Every year for the past decade I have heard the same thing, regardless of whether the economy is doing well or poorly.
And what I hear is entrepreneurs saying that it's so hard to raise money.
Importantly, whether times are good or bad, the process of raising money is pretty much the same. And whether times are good or bad, the challenge of raising money is still the same. That's because when times are good, there are more entrepreneurs seeking funding. When times are bad, funding sources are a little tighter with their money, but fewer entrepreneurs are contacting them. So, it all evens out.
So, how should you go about raising money in 2012?
Here are six rules to follow:
1. Bootstrap as much as you can. Bootstrapping is the process of running your business with no outside financing. While you clearly can't accomplish as much as if you had outside funds, bootstrapping forces you to get creative and to figure out how to do more with less funds. Importantly, when you bootstrap, you can 1) start to prove that your business will be viable, and 2) prove that you can execute on your venture. Both of these will help you significantly later when you do seek outside funding.
2. Start by raising smaller amounts of funding. No one is going to write you a $5 million or $10 million check for your business until you've proven your concept. Bootstrapping will help progress your business; but also figure out the smallest amount of funding you could use to progress your business further and raise that amount. Once you raise the smaller amounts of money, and start growing your venture, the larger amounts of money will become much easier to raise.
3. Determine the right sources of funding for now. This is the area that trips up most entrepreneurs. For example, if you're not a technology company and you haven't already proven your concept, venture capital is probably not right for you. But that's ok, since there are tons of other forms of funding that can be a great fit (e.g., angel funding, crowdfunding, vendor financing, etc.). So you must understand all the funding sources that are available to you, and go after the ones that are most applicable.
4. Develop relationships now. Sure, you are most likely to raise funding if you have a quality product/service that has real growth potential. But, even more importantly, you will attract funding if the funding source likes you and your management team. Because investors and lenders bet on people; even a great product or service won't make it unless it's backed by a quality management team.
So, start building relationships with funding sources now. For example, even if your company may not be ready for venture capital for another 12 months, start meeting with venture capitalists now. These relationships will not only make you much more likely to raise the funding later, but these contacts may be able to introduce you to other funding sources.
5. Develop your business plan and keep it up-to-date. Your business and your business plan are always changing. You need to start now by documenting your vision in the plan. The process of developing your plan will force you to think through your business. It will identify new opportunities. And it will give you ideas on how much you might be able to accomplish via bootstrapping and/or smaller funding amounts (numbers 1 and 2 above).
Keep adding and updating to your business plan so that when you meet an interested investor, you can quickly and easily get your plan to them.

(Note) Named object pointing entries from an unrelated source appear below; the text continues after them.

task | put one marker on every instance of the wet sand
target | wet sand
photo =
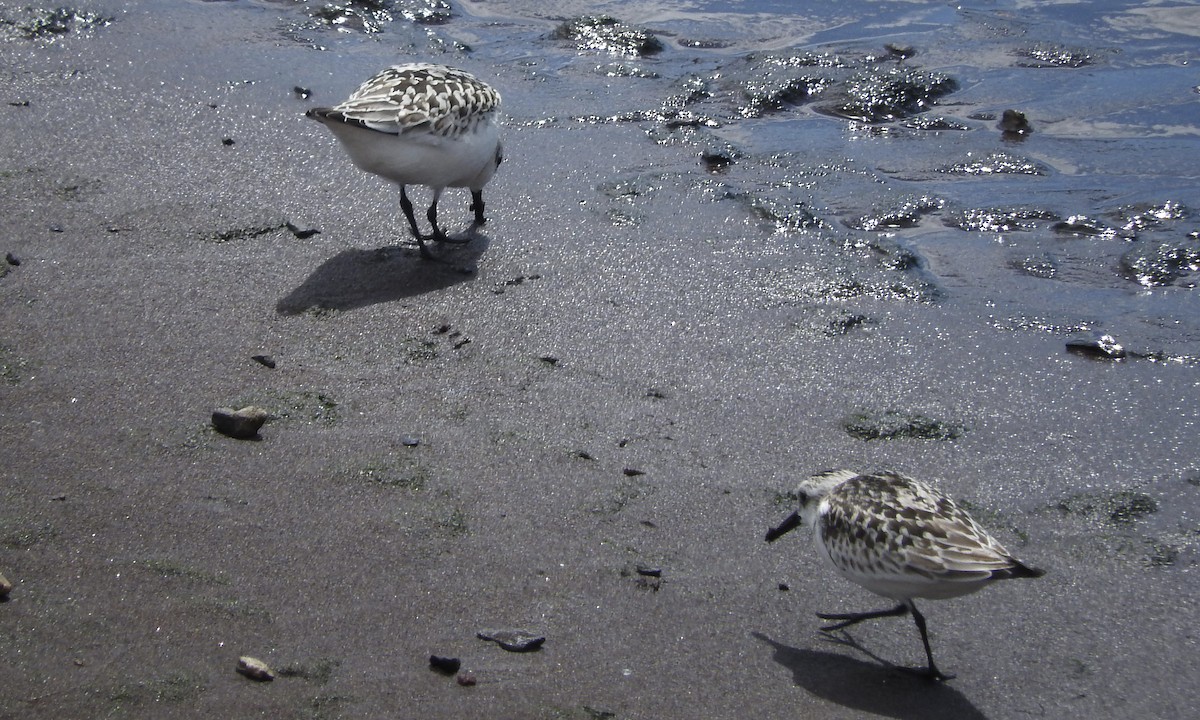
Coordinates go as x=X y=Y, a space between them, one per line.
x=624 y=369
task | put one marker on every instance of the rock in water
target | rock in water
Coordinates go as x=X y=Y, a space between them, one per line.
x=241 y=424
x=255 y=669
x=1098 y=345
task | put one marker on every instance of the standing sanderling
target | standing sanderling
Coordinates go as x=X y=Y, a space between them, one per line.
x=900 y=539
x=421 y=124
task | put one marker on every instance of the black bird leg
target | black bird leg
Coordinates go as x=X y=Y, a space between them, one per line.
x=477 y=204
x=931 y=671
x=407 y=207
x=438 y=235
x=907 y=606
x=858 y=617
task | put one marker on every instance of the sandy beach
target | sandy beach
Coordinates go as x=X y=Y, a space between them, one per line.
x=582 y=423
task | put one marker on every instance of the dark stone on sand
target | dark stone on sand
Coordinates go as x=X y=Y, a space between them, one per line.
x=301 y=229
x=444 y=665
x=1097 y=345
x=514 y=641
x=846 y=323
x=255 y=669
x=1119 y=508
x=715 y=161
x=1014 y=124
x=241 y=424
x=889 y=425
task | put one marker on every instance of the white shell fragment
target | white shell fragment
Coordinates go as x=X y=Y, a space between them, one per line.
x=255 y=669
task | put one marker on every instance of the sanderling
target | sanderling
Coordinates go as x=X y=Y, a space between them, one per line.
x=900 y=539
x=421 y=124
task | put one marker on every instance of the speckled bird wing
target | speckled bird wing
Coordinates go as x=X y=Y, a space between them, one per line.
x=420 y=97
x=913 y=528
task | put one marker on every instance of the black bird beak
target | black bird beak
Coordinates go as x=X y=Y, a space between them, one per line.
x=790 y=523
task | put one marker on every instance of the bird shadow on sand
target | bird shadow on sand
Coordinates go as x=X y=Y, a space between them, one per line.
x=355 y=279
x=871 y=687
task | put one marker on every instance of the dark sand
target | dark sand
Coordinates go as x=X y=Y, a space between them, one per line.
x=592 y=397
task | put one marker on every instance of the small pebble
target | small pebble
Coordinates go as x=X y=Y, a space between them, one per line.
x=715 y=161
x=514 y=641
x=255 y=669
x=303 y=231
x=241 y=424
x=445 y=665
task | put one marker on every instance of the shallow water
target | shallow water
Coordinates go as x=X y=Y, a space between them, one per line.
x=699 y=264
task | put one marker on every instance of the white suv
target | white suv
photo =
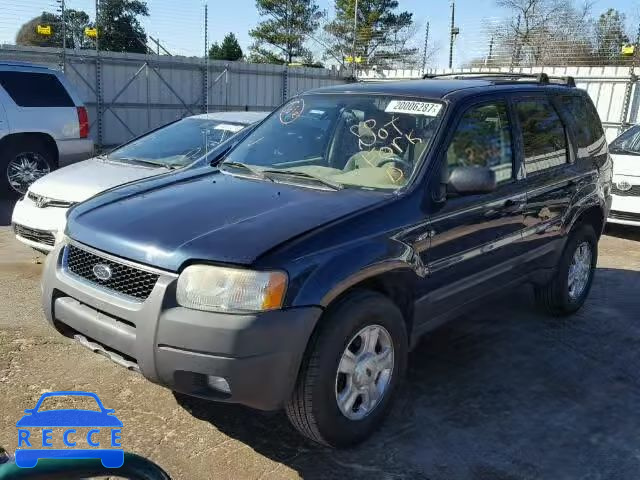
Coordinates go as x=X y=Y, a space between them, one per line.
x=625 y=151
x=43 y=125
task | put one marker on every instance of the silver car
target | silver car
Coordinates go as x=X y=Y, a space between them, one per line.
x=43 y=125
x=41 y=214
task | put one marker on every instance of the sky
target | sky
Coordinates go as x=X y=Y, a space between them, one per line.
x=179 y=24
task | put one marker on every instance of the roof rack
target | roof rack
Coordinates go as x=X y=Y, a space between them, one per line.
x=540 y=78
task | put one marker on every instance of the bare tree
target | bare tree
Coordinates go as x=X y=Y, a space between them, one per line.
x=545 y=32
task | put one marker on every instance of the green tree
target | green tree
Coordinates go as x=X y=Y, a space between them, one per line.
x=119 y=29
x=610 y=35
x=28 y=36
x=281 y=36
x=76 y=21
x=229 y=49
x=381 y=34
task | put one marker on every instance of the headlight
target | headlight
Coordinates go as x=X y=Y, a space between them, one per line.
x=212 y=288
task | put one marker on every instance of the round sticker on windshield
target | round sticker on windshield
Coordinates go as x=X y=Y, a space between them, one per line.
x=291 y=111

6. Keep your eyes and ears open and network. You never know who will ultimately fund your business. So the more people you meet the better. The more people you tell about your business the better. The more events you attend the better. The more Advisors you attract the better. And so on. You need to constantly get the word out about your venture to the right people to find the ones who will fund you. And when you meet someone who is not the right fit, don't forget to ask for referrals. Since they might just know the perfect investor for you.